A Review of:
Bundy, M. L., & Wasserman, P. (1968). Professionalism reconsidered. College & Research Libraries, 29(1), 5-26. https://doi.org/10.5860/crl_29_01_5
Objective – In their 1968 editorial for College & Research Libraries, Mary Lee Bundy and Paul Wasserman interrogated the nature of librarianship as a profession. They describe what they see as the limits of contemporary practice and offer ways forward for those concerned with the status of librarians.
Design – The article offers an analysis of the question, making use of selected contemporary literature on American librarianship, rather than empirical research or a literature review.
Setting – Bundy and Wasserman locate their critique in the daily work of academic librarians. Their descriptions are based on their own observations.
Subjects – The authors focus on “the real world in which librarians practice” rather than “abstract academic terms” (p. 7). Their subjects are library workers who, by virtue of the MLS, are identified as professionals in the library workplace. Bundy and Wasserman note that these library workers “often spend considerable time being concerned about whether or not they are truly professional” and go on to take up these concerns themselves (p. 5).
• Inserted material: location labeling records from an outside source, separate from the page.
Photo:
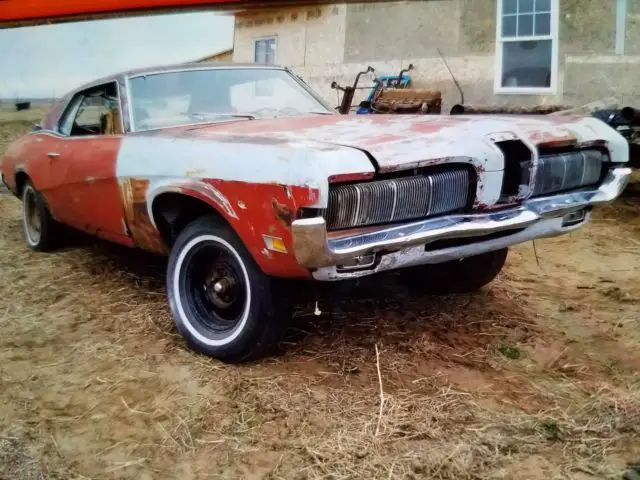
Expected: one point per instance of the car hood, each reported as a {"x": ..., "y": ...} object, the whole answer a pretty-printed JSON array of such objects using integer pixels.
[{"x": 397, "y": 142}]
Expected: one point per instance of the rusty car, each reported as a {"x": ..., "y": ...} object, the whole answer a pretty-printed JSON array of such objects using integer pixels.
[{"x": 245, "y": 179}]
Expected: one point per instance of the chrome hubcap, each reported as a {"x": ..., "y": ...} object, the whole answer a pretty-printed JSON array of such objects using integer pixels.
[{"x": 32, "y": 218}]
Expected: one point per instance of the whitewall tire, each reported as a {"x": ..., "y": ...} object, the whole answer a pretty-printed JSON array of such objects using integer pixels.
[
  {"x": 38, "y": 226},
  {"x": 222, "y": 303}
]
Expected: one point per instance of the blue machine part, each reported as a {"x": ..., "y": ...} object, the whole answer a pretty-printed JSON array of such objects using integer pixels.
[{"x": 385, "y": 81}]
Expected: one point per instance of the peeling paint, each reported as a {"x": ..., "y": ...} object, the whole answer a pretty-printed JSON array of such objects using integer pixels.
[{"x": 283, "y": 213}]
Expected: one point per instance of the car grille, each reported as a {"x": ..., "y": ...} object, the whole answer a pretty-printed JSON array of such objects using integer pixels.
[
  {"x": 568, "y": 171},
  {"x": 395, "y": 200}
]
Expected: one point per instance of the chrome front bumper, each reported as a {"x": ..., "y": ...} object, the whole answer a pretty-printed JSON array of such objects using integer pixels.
[{"x": 537, "y": 217}]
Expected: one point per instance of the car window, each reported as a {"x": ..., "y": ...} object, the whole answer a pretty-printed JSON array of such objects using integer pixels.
[
  {"x": 193, "y": 96},
  {"x": 93, "y": 112}
]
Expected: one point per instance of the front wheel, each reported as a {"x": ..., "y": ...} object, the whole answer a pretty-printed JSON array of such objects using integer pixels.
[
  {"x": 222, "y": 303},
  {"x": 457, "y": 276}
]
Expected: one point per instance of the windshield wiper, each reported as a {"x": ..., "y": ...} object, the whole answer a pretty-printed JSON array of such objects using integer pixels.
[{"x": 207, "y": 115}]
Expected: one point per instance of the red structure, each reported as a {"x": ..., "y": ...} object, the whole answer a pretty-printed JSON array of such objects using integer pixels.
[{"x": 15, "y": 13}]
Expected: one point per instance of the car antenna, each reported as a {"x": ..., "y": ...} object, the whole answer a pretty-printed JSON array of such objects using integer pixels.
[{"x": 452, "y": 76}]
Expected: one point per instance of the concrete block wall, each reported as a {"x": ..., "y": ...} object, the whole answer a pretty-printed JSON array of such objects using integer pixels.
[{"x": 334, "y": 42}]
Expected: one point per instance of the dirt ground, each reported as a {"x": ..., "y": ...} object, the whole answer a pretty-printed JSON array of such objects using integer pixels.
[{"x": 535, "y": 377}]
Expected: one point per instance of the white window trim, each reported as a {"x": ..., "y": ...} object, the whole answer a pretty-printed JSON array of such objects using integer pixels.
[
  {"x": 268, "y": 37},
  {"x": 497, "y": 81}
]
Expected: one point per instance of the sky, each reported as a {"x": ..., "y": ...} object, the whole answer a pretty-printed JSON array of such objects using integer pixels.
[{"x": 49, "y": 60}]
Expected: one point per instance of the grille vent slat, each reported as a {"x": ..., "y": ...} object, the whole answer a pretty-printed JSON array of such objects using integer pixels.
[{"x": 399, "y": 199}]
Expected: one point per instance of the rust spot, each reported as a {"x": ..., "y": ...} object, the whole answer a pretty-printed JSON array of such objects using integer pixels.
[{"x": 283, "y": 213}]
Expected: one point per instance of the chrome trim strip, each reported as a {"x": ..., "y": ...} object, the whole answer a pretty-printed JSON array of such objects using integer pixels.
[{"x": 314, "y": 249}]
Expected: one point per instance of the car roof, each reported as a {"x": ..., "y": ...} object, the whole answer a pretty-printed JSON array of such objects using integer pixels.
[{"x": 168, "y": 68}]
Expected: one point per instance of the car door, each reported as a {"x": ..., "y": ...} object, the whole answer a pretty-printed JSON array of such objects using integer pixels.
[{"x": 82, "y": 164}]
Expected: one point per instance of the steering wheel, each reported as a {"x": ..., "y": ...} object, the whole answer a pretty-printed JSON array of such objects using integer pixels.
[{"x": 86, "y": 129}]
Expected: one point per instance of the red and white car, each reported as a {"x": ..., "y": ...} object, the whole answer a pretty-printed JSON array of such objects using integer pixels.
[{"x": 244, "y": 177}]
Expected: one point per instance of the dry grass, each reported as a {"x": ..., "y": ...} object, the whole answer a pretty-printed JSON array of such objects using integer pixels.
[{"x": 534, "y": 377}]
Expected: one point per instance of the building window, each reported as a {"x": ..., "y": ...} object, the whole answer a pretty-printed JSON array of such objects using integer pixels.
[
  {"x": 527, "y": 46},
  {"x": 265, "y": 51}
]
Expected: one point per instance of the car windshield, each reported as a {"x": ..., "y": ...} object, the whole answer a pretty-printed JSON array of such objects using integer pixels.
[{"x": 208, "y": 95}]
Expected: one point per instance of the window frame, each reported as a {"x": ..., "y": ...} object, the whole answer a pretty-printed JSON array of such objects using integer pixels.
[
  {"x": 275, "y": 43},
  {"x": 73, "y": 107},
  {"x": 500, "y": 41}
]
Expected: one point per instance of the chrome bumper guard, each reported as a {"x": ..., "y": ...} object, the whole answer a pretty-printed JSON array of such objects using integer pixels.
[{"x": 314, "y": 249}]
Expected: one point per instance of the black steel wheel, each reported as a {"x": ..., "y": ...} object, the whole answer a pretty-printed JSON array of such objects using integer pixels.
[
  {"x": 221, "y": 301},
  {"x": 39, "y": 227}
]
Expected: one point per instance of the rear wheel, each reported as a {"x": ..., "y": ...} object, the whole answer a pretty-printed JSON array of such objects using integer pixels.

Methods – Bundy and Wasserman compare librarianship to “what is customarily considered to constitute professional behavior” (p. 7). Their comparison is structured through an analysis of three categories of professional relationships: librarian to client, librarian to institution, and librarian to professional association. This taxonomy of relationships is their own; the authors do not refer to analyses of professionalism in other disciplines such as nursing, social work, or education, fields where similar questions have arisen. The authors describe each of these professional relationships in turn through their own observations as a professor and Dean of the library program at the University of Maryland.
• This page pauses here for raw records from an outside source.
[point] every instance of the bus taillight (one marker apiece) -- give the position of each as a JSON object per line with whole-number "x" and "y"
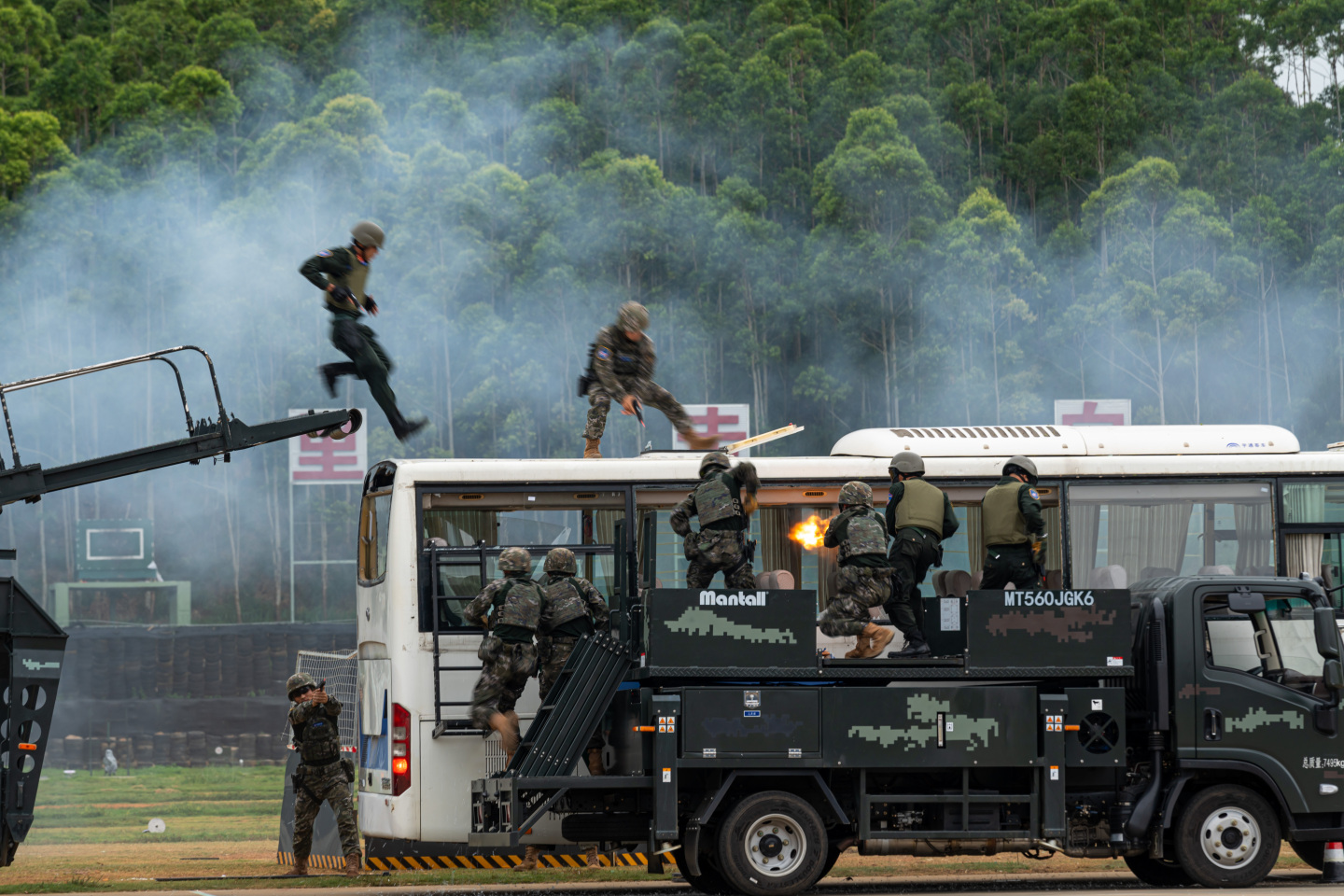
{"x": 400, "y": 749}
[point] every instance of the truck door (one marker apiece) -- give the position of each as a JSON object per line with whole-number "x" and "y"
{"x": 1258, "y": 691}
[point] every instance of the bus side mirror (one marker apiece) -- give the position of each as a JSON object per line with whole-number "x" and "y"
{"x": 1327, "y": 633}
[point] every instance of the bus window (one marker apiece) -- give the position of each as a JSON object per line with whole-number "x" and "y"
{"x": 1124, "y": 534}
{"x": 372, "y": 536}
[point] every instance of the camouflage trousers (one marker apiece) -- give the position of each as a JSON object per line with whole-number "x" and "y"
{"x": 857, "y": 590}
{"x": 555, "y": 653}
{"x": 650, "y": 394}
{"x": 319, "y": 785}
{"x": 712, "y": 551}
{"x": 507, "y": 666}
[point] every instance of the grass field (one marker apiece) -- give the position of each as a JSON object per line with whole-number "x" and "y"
{"x": 226, "y": 821}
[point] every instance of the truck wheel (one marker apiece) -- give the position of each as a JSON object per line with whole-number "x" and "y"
{"x": 1157, "y": 872}
{"x": 1310, "y": 852}
{"x": 1227, "y": 837}
{"x": 772, "y": 844}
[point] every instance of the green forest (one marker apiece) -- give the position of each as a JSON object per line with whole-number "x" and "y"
{"x": 846, "y": 213}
Main Results – Bundy and Wasserman argue that librarianship does not meet the threshold for professional behaviour in any of these three categories of practice. The relationship between the client and the professional requires expertise: “the professional knows” (p. 8). According to the authors, most reference transactions involve questions that “would not overtax the capacity of any reasonably intelligent college graduate after a minimum period of on-the-job training” while an “essential timidity” prevents them from clearly stating what they do know (p. 8). Given this, the relationship with the client can never be professional: the client knows as much as or more than the librarian. Bundy and Wasserman make an exception for children’s librarians, arguing that their clientele benefits from the “close control of the content of collections to reflect excellence” (p. 9). Otherwise, librarians are “in awe” of both the expanding bibliographic universe and the “growing sophistication of middle-class readers” (p. 9). Unless librarians understand themselves to be experts, and engage as experts with their clients, they cannot be professionals.
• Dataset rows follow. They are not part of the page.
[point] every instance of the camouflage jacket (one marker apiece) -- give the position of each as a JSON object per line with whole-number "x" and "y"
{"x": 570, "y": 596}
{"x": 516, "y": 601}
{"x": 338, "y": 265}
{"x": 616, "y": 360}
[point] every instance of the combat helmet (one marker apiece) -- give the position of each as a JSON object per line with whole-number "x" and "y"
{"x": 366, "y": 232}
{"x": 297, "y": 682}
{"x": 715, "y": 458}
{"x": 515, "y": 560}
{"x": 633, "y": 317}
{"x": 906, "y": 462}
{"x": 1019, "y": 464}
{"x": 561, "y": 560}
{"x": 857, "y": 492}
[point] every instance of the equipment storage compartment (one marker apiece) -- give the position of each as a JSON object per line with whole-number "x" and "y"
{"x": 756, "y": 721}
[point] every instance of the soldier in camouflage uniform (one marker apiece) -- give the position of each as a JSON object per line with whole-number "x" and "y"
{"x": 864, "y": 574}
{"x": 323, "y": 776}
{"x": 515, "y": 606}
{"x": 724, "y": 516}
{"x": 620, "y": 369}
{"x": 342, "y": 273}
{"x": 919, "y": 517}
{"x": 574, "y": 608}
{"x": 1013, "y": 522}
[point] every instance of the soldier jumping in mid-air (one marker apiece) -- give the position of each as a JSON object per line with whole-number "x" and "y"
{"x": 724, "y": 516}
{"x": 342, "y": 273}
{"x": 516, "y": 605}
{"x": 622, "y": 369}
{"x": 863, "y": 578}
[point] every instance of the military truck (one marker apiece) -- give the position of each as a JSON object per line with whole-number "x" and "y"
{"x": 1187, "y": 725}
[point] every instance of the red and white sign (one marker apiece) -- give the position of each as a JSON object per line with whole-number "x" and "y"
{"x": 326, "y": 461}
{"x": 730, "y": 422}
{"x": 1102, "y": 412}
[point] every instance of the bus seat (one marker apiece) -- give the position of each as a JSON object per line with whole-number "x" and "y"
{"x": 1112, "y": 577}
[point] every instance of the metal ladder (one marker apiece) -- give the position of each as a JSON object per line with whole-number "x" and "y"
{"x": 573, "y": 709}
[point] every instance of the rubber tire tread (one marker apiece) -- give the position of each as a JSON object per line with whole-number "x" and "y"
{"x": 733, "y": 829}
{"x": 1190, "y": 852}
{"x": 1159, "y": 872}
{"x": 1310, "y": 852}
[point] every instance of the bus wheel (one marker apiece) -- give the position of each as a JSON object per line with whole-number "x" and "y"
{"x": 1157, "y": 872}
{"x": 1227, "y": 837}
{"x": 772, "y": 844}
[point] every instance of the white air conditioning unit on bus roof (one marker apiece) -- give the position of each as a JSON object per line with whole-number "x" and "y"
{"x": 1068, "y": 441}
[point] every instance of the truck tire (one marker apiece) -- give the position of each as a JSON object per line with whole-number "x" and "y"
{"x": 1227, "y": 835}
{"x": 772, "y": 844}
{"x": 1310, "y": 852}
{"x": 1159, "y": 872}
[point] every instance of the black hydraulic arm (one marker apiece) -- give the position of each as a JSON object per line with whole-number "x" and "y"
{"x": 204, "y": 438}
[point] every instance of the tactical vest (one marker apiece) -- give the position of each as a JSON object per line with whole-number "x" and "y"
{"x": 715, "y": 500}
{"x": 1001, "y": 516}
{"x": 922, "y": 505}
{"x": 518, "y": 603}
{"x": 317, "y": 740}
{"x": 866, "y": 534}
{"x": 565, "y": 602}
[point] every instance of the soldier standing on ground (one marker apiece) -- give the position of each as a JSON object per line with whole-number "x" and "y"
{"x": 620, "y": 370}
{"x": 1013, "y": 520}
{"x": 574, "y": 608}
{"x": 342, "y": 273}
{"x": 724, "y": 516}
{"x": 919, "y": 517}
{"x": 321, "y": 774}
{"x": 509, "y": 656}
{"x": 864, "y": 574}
Professionals also see themselves as superior to their institution, struggling against “institutional authority which attempts to influence [their] behavior and performance norms” (p. 14). The professional resists disciplinary mechanisms that force workers to conform to institutional norms, maintaining authority over their own work. In Bundy and Wasserman’s view, librarians instead display “rigid adherence to bureaucratic ritual” where “the intellectual and professional design is sacrificed upon the altar of economic and efficient work procedures” (p. 15). Librarians focus on the efficient completion of narrowly defined tasks that enable compliance with institutional demands instead of placing their relationships with clients at the center of their professional life. Library administrators encourage this restriction on the status of their employees. The authors argue that the librarian who attempts to maintain a professional relationship “is seen as a prima donna, impatient with necessary work routines, unwilling to help out in emergencies, a waster of time spent in idle conversation with his clientele about their work--renegade and spoiled” (p. 16). Acting “like a professional” is incompatible with the ways librarians normally relate within the larger institution.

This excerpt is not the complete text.